Choosing a Wheelbarrow

My son is hoping to move house shortly, to a property with a larger garden, and has suggested that a wheelbarrow might be a useful Christmas present. What should you take into consideration when buying a wheelbarrow?

Wheelbarrows are useful for a range of tasks around the garden, such as moving bags of compost from the car to the garden, shifting hardcore for paths and patios, garden compost from the heap to the flower beds and grass clippings from the lawn to the compost.

If you have a small garden, or one which is difficult to manoeuvre around, then a smaller wheelbarrow would be more appropriate. You can find these with plastic bodies for extra lightness, as well as in the normal painted steel and galvanised finishes. These should also be considered if the operator would be unable to manage a larger model. Also there is no point in buying a large wheelbarrow if you are never going to fill it up.

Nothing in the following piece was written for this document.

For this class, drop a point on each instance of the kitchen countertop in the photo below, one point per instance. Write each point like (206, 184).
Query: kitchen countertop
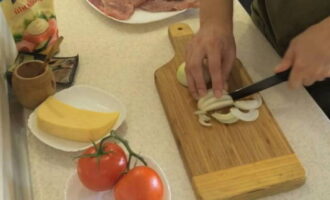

You will find that most modern wheelbarrows have a lightweight tubular steel frame and a tray of plastic or galvanised steel. They generally come with a pneumatic tyre, as these make the barrow easier on your arms, though solid rubber tyres are still available. Some manufacturers give you the choice of tyre type.

Before buying a wheelbarrow there are a few things you should check:-

Check that you will be able to get the barrow into your garden, through the narrowest gate entrance. It is no use to you if you can't.

Ensure that the wheelbarrow is clear of the ground when holding the handles with your arms straight.

Check that the handles have comfortable hand grips and are long enough to prevent you hitting your shins on the back of the tray, and placed far enough apart to balance the load easily.

The tray, whether metal or plastic, should be large enough for the owner's needs. Some people might only need a capacity of 50 litres say, while others need one with a 120 litre capacity.

A pneumatic wheel will reduce vibration, especially when travelling over uneven ground, and prevent ruts in soft ground.

A tipping bar, which rests on the ground, will help to steady the barrow when it's being emptied.

When you get it home, make sure that you use your barrow safely. Don't overload it - about a third of the weight of the barrow and load will be taken by your arms. Overloading will also make it harder to control, especially when cornering.

Keep your arms straight but relaxed when pushing, and bend your knees when lifting the barrow to avoid straining your back.

When going down steps, let the wheel roll slowly down each step at a time. When going up steps, walk backward and pull gently up each one to try to avoid straining your back. If necessary take smaller amounts of heavy material each time. Alternatively you could put a board down the steps to run up.

I hope this article has been of use. I am now going out to find a 120 litre capacity wheelbarrow with a galvanised tray.